I hopped onto hoopsstats.com to see how what Favors and Kanter have done when they receive a decent amount of minutes. Each chart shows the ten games during this season that Favors and Kanter have received the most minutes, Favors is first and Kanter’s chart is second. They are sorted by the most minutes at the top, down to the game in which they received the tenth most minutes this season. I wanted to see if they really did produce at a high rate over the period of a game in which they played significant minutes or if it just seemed like it.
These charts would seem to suggest that most of the time, when given the opportunity for significant minutes they play well but not always. That is the price you pay with playing youngsters. With less experience, comes inconsistency and usually when a team is inconsistent it is hard for them to make serious noise in the playoffs. As these two grow in experience and start having fewer games where they lay a dud, watch out because it is going to be fun to watch.
Favors has often been compared to a young Dwight Howard, an athletic player with elite defensive skills and a sub-par offensive game. He has a long way to go before he gets to the status of a Dwight Howard (hopefully he never gets Howard’s diva side), especially on the offensive side of the ball.
Defensively he is already a beast. He shuts down the entire lane when he is in, but he has a hard time staying out of foul trouble. When he starts picking up fouls, he either gets benched or is less effective in defending the paint. His offensive game has progressed nicely, probably slower than a lot of fans want but it is coming along. If you remember when he first got here the only time he would score was on dunks and put-backs. He is starting to develop some decent post moves and a nice little mid-range jumper, his free-throw percentage has also steadily increased.
Kanter has seen a huge jump in his production from his rookie year to this season. There were times last year when it looked like he didn’t belong in an NBA uniform; he couldn’t catch the ball, the rim stuffed him on multiple dunk attempts and on defense people blew right past him. After an off-season where he transformed his body, Kanter has come to play this season. Showing a variety of post moves and much-improved jumper. He is also showing more quickness on the defensive side of the ball and while he may never be elite athletically, he already rebounds the ball at an elite level.

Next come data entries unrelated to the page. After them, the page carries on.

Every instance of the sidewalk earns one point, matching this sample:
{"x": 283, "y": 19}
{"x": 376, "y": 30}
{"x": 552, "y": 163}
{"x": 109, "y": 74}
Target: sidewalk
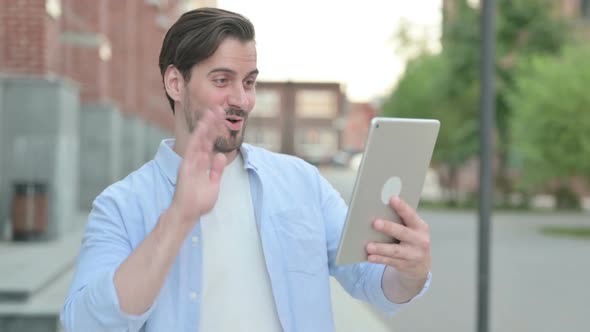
{"x": 34, "y": 281}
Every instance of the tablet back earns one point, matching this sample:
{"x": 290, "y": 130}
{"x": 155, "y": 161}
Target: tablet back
{"x": 395, "y": 161}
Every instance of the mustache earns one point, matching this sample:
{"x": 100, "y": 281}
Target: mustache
{"x": 236, "y": 112}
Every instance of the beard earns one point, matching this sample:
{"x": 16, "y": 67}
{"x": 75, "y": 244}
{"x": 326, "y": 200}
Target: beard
{"x": 222, "y": 144}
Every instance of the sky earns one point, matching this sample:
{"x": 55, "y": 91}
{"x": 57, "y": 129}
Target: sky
{"x": 351, "y": 42}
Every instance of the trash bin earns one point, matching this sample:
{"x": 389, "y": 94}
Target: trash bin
{"x": 29, "y": 211}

It will be interesting to see what these guys will be capable of in the next five years. If they continue to progress at this high rate, they both have the potential to be all-star players; something you would expect from number three draft picks.
Jazz fans are frustrated with the lack of minutes they are getting, which is understandable, but they don’t understand how good they have it. The Jazz have been in the playoffs every year since 1984, except four seasons and three of those came following the departure of Stockton and Malone and the fourth was the season Deron Williams was traded. They cheer for an organization that is all about winning every single game no matter what; the reason Coach Corbin sticks with his veterans to get most of the minutes.
These guys have been built up as pillars and the future of the franchise so fans want to see the dividends pay off now. Coach Corbin has a problem most coaches would die for, too much depth. Al Jefferson and Paul Millsap are both very solid players playing in front of these young guns. It is hard to know exactly what you would get from Favors and Kanter if they were to be in the starting lineup 82 nights a year, but with the vets you know exactly what you are getting. Millsap and Jefferson are proven commodities in this league that produce night in and night out.
So the key here is patience, Jazz fans. Trust has to be placed in the organization and they haven’t given you any reason not to trust them in the past. Think about what a potential starting lineup could feature in the next few years with Burks at the two, Hawyard the three and Favors and Kanter being used inter-changeably at the four and five.
The future of the Utah Jazz is a bright one. Add in a point guard in the draft or via free agency and this starting lineup can make some noise. Sure, they will have their lumps, but it will be learning experience that will only help them, as they potentially become a contender in the loaded west.